On today's program: Two researchers from Pittsburgh-based institutions found Black Americans are more likely to live further from a vaccine distribution site, and that racially-segregated neighborhoods have higher rates of COVID-19 fatality; The outgoing Allegheny County Department of Human Services director Marc Cherna talks about the department he inherited, and what he’s leaving behind; and Rob Rossi from The Athletic breaks down the Penguins’ new management hires.
Pittsburgh-based researchers find racial disparities tied to COVID-19 pandemic
(0:00 — 5:34)
There’s been widespread reporting about where and how people can access COVID-19 vaccinations.
A new study by University of Pittsburgh researchers finds that in many parts of our nation, Black Americans are less likely than whites to live within a mile of a facility that could administer the vaccine.
“If you look at the map, there actually, within urban areas, aren’t any Black neighborhoods that are more than a mile from a potential vaccination site,” says WESA’s health reporter Sarah Boden. The issue, researchers found, is in regions that are more rural. “I would be really curious, once the vaccine becomes more widely available, which health clinics and pharmacies actually receive vaccinations.”
Boden explains that a White House senior advisor on the COVID-19 response told NPR vaccines must chase people.
“In areas where there aren’t many nearby locations for vaccinations, people in those areas are less likely to get vaccinated,” says Boden. People in those areas, she says, are also less likely to have access to reliable transportation. “So, the physical barriers are real.”
Boden says Allegheny County Health Department and other systems say they are working to ensure hard to reach communities have access.

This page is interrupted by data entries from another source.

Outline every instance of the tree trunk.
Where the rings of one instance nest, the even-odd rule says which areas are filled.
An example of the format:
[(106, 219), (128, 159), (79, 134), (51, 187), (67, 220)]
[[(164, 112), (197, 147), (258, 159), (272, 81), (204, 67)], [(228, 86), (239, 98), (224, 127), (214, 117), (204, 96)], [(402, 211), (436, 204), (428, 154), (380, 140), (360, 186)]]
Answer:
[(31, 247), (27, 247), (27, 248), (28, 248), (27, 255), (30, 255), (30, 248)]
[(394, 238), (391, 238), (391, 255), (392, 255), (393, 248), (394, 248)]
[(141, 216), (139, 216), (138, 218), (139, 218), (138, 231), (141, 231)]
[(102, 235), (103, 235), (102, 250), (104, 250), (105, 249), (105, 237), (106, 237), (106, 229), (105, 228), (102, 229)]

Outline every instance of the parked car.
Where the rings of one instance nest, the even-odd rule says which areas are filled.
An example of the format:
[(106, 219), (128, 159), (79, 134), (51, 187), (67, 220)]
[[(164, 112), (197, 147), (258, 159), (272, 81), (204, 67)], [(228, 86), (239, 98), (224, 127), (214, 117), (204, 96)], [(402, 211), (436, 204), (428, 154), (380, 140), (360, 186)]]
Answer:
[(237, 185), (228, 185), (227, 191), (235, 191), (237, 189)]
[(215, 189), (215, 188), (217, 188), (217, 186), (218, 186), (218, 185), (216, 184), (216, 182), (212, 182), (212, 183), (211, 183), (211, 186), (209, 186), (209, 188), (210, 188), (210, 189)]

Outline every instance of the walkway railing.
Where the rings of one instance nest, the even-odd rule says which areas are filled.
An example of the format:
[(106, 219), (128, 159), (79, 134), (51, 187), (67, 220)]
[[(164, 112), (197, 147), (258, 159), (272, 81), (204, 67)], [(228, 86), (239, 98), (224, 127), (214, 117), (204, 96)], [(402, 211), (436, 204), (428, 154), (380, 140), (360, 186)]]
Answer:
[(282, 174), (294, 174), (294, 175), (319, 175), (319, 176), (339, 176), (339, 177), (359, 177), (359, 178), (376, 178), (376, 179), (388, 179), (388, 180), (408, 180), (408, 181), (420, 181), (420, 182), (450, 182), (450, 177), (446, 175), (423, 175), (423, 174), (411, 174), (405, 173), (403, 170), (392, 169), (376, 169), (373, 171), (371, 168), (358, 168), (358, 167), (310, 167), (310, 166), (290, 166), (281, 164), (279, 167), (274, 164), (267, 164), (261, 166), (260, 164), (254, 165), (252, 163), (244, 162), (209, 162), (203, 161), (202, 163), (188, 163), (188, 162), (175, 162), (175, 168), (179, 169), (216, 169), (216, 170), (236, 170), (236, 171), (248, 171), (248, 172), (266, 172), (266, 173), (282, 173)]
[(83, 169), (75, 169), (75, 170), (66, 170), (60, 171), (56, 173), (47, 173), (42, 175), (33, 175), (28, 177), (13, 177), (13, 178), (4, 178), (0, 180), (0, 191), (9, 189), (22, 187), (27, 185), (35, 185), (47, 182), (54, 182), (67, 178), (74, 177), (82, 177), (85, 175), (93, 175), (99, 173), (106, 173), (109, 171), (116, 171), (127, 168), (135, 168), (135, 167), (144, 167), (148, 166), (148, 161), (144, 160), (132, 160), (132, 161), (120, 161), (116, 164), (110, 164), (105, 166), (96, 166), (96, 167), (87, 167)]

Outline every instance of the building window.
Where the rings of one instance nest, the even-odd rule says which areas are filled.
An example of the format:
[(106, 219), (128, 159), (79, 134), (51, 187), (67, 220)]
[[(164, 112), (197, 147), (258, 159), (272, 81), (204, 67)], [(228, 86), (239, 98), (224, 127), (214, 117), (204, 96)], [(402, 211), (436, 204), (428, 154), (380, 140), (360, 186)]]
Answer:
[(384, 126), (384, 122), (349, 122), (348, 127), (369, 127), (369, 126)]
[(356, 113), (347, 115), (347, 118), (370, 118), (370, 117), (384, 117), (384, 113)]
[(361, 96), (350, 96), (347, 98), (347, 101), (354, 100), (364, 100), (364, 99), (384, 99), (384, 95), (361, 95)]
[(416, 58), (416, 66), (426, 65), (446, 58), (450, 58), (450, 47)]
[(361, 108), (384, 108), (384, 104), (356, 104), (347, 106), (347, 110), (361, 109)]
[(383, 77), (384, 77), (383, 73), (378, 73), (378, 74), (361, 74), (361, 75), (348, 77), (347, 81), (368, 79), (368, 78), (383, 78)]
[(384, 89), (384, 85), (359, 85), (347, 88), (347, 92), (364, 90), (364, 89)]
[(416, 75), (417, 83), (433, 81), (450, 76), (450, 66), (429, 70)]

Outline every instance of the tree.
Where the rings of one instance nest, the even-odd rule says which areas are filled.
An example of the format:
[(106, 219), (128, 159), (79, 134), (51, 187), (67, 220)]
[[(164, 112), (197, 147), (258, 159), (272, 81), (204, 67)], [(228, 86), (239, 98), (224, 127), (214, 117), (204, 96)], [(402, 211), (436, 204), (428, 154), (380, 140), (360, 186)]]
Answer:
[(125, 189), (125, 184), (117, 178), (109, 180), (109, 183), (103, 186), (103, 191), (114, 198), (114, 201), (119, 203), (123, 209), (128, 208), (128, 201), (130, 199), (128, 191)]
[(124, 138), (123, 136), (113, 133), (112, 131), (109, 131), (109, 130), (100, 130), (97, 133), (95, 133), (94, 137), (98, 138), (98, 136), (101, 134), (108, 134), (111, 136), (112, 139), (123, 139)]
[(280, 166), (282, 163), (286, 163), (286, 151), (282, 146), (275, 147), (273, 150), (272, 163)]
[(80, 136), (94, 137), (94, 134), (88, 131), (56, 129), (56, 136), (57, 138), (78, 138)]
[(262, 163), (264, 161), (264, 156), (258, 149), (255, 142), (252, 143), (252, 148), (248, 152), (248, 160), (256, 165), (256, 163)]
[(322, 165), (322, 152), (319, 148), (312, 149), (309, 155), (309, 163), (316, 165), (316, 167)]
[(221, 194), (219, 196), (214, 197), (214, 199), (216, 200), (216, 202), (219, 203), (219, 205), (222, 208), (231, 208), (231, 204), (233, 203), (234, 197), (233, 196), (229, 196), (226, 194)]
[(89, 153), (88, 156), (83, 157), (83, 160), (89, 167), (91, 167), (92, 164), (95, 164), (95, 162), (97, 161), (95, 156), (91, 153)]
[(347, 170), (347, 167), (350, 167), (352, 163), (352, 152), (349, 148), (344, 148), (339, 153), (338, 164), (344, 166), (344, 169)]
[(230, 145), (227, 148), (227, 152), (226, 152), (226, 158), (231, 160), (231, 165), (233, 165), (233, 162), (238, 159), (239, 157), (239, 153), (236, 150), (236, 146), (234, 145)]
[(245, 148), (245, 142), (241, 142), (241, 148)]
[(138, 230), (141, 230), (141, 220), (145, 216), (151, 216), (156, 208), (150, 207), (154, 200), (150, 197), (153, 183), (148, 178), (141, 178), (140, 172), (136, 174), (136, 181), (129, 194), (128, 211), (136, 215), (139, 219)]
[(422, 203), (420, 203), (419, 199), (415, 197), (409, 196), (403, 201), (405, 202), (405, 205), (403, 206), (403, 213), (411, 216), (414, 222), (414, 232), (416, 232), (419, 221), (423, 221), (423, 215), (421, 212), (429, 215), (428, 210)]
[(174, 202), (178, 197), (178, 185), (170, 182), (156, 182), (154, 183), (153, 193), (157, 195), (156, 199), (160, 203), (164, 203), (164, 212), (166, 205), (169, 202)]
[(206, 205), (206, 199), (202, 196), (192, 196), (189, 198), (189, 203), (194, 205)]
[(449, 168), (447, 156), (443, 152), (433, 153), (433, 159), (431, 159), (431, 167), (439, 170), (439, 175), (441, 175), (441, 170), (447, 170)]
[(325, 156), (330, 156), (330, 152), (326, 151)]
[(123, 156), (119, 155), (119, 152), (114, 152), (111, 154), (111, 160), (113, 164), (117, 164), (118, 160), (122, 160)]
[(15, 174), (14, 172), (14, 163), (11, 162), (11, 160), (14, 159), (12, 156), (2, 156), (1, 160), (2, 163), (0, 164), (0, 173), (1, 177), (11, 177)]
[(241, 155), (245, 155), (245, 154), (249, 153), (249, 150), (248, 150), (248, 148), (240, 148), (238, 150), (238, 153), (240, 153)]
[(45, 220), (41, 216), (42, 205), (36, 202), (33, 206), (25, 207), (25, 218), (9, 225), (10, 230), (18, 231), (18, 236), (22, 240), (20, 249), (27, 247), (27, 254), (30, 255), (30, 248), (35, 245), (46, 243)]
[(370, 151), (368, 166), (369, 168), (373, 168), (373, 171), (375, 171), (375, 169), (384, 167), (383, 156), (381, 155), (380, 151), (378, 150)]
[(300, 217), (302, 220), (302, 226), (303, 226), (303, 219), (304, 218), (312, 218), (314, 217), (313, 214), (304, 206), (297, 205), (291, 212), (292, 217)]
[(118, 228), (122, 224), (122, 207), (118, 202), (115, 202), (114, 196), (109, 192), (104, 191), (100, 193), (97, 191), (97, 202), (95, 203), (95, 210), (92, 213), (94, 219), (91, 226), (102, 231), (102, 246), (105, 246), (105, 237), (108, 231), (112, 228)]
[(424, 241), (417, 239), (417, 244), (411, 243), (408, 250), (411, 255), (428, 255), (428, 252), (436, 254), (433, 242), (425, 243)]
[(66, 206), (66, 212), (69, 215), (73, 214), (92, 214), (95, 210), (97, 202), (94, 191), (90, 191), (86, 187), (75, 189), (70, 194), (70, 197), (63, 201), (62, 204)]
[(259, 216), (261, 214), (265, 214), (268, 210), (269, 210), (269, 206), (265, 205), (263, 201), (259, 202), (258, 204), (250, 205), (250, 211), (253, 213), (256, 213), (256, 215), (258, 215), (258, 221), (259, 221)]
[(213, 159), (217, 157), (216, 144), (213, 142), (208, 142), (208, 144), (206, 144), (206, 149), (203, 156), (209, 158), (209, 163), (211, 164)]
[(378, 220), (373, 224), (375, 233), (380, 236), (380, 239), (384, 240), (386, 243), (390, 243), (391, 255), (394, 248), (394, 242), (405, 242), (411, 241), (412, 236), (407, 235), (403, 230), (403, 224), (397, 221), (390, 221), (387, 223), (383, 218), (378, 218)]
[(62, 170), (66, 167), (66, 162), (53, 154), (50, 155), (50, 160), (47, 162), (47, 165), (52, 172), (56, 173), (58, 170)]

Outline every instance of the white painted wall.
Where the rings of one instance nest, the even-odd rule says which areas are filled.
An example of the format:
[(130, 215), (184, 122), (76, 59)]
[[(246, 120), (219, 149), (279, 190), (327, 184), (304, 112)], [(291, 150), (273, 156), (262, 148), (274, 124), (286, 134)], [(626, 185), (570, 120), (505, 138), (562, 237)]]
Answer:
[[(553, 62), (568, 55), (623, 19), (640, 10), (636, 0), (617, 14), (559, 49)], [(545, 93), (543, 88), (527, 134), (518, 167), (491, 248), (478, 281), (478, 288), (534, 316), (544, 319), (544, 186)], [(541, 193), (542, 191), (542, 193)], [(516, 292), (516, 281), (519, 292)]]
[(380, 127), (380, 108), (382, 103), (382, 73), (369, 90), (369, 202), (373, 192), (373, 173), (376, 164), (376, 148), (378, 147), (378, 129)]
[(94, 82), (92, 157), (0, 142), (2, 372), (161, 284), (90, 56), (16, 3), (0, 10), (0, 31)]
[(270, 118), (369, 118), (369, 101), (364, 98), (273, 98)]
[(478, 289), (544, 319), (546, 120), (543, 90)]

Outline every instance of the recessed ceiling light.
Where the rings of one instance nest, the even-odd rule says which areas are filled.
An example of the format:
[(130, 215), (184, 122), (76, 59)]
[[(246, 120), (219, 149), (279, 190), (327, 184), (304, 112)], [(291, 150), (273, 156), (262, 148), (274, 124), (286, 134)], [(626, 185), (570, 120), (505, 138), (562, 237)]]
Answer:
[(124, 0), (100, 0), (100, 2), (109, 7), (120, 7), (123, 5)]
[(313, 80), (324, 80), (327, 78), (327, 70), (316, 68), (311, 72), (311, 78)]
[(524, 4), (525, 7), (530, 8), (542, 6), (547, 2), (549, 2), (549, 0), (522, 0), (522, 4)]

Duquesne University researchers also found a correlation between the rates of COVID-19 fatality and the racial and socioeconomic segregation in a community.
“Counties where 10% of their Black population was in racially segregated neighborhoods, for every 10% increase of that, there was 11% increase in COVID-19 death,” says Boden. “For every 10% increase in socioeconomic segregation in counties, there was a 14% increase in COVID-19 fatalities.”
“We can measure disparity and predict an area’s level of risk, which hopefully will influence where resources are deployed.”
Pittsburgh Penguins hired a general manager and a new president of hockey operations
(5:36 — 12:35)
The Pittsburgh Penguins ended their search for a new general manager this week, and actually landed two big names in hockey: Ron Hextall as general manager and Brian Burke as president of hockey operations
“Sources have told me that the only way to view these moves are as Mario moves,” says Rossi, referencing owner Mario Lemieux. “Not only is he one of the majority co-owners, but he’s one of the few guys in this world that anybody from hockey would pick up the phone when he calls.”
The Penguins also brought on former Toronto and Anaheim general manager Brian Burke as head of hockey operations.
Rossi says there was some indication this job was being developed. “I had not heard they were looking to do that immediately, that might be something that they thought about based on their interviews with these candidates,” says Rossi.
Burke, Rossi says, is a Lemieux confidant, and someone from which Lemieux sought advice. Burke will be something of a liaison between management and Hextall and the team.
“The Penguins want Ron Hextall to help them, by next season, become a cup contender again, but also not at the complete expense of the future,” says Rossi.
Marc Cherna leaves the county Department of Human Services in better shape than he found it
(12:38 — 18:00)
Marc Cherna will retire from leading Allegheny County’s Department of Human Services next month. He’s overseen seismic changes since joining the department in 1997.
When he arrived, Allegheny County’s child welfare agency was in disarray. It had a 40% turnover rate, huge caseloads for social workers, a massive adoption backlog, and deep financial problems.